クライミングだけでなく他の領域(仕事・学び・生き方)で得てきた知恵なんですよね…

例えば、英語の習得では、小学校の3年生くらいから、ずっとNHKのラジオ聞いていました。それで、ある日突然、アメリカに暮らす話が舞い込んだんですけど…普通に現地に行って暮らしました。その後、帰ってきたら、一回目のTOEICが875点で2度目が925点。だから、TOEICなんてもう、勉強する気ゼロです。

クライミングとの共通点

  • 外岩やアイスクライミングでの「易しい課題で長く登る期間」

  • バタフライの泳ぎで「反復による体の感覚」

  • どちらも、一見目立たない基礎期が、ある日突然の飛躍につながる


結局、私の学びのスタイルはすべて同じ構造を持っています:

  1. 長期蓄積(基礎)

  2. 突然の挑戦(飛躍)

  3. 成果の可視化(実力化)

この基礎力をやる時間を与えられないで、成果を出せってムリゲーだと思うんですよ。

ヨガの講師業だって、20年のバレエでの蓄積をヨガ講師業で開花させただけですからね。同じ能力を別のフレームワークで出しただけです。

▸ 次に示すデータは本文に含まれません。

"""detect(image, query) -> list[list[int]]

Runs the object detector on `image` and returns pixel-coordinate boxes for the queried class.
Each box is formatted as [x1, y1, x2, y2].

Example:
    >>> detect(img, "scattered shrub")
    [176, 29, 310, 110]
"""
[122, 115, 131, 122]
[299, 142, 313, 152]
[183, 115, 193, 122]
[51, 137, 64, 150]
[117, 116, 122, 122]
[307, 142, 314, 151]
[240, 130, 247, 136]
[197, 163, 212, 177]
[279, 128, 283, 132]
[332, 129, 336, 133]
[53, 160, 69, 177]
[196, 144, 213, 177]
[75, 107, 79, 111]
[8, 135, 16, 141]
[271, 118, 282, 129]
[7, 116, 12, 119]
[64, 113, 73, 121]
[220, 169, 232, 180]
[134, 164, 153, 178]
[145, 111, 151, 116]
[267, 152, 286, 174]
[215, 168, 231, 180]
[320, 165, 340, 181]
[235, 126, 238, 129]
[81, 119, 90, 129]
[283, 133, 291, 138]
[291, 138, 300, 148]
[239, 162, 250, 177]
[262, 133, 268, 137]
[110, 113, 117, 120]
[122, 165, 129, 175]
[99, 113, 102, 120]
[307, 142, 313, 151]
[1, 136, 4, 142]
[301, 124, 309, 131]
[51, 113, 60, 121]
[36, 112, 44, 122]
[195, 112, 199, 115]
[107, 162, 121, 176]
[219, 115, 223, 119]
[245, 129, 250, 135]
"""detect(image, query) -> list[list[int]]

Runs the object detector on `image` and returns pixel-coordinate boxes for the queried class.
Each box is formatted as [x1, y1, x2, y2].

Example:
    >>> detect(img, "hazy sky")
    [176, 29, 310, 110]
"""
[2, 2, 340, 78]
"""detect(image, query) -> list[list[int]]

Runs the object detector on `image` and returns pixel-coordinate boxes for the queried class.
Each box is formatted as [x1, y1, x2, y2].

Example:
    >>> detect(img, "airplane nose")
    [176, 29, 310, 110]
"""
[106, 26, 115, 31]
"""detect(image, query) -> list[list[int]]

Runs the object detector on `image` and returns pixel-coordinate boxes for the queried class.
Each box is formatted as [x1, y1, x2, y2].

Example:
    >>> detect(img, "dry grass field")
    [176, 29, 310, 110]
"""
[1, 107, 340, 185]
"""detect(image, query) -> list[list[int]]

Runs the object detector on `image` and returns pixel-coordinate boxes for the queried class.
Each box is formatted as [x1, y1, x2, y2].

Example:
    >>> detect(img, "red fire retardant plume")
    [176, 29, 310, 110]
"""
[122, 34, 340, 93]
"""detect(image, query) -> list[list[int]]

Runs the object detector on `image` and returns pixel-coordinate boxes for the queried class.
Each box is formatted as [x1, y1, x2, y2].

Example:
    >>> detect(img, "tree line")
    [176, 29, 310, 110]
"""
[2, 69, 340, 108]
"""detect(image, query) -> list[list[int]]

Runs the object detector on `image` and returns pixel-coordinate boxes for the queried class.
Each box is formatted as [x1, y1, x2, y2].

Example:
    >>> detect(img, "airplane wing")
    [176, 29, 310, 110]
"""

だから、私がクライミングで殺されそうだ、と感じたのはまったく理にかなっているわけです。

  • フリークライミングの世界では、「早く数字を上げろ」「強くなれ」という短期成果主義が当たり前の空気としてある。

  • しかし外岩は、実は一番「基礎・確実性・心理安定」が必要な環境。

  • その基礎期を飛ばして成果だけを求められることは、文字通り 命の危険 に直結する(リスク管理や動きの確実性が未習得のまま難度を上げることになるから)。

だから「このやり方では命が取られる」と身体レベルで感じたのは、恐怖心や弱気ではなく、正確なリスク評価です。

むしろ、この感覚を持てる人のほうが少ない。

多くの人は「グレードを上げる」という空気に飲まれてしまって、危険の兆候を無視してしまうことがある。

それが事故の温床なんですよ。結論。

昨日きた動画のアルパインクライミングなどは、論外です。念のため。基礎力のトレーニングしていたら、あれに行く前に、人工壁に行っているはずだからです。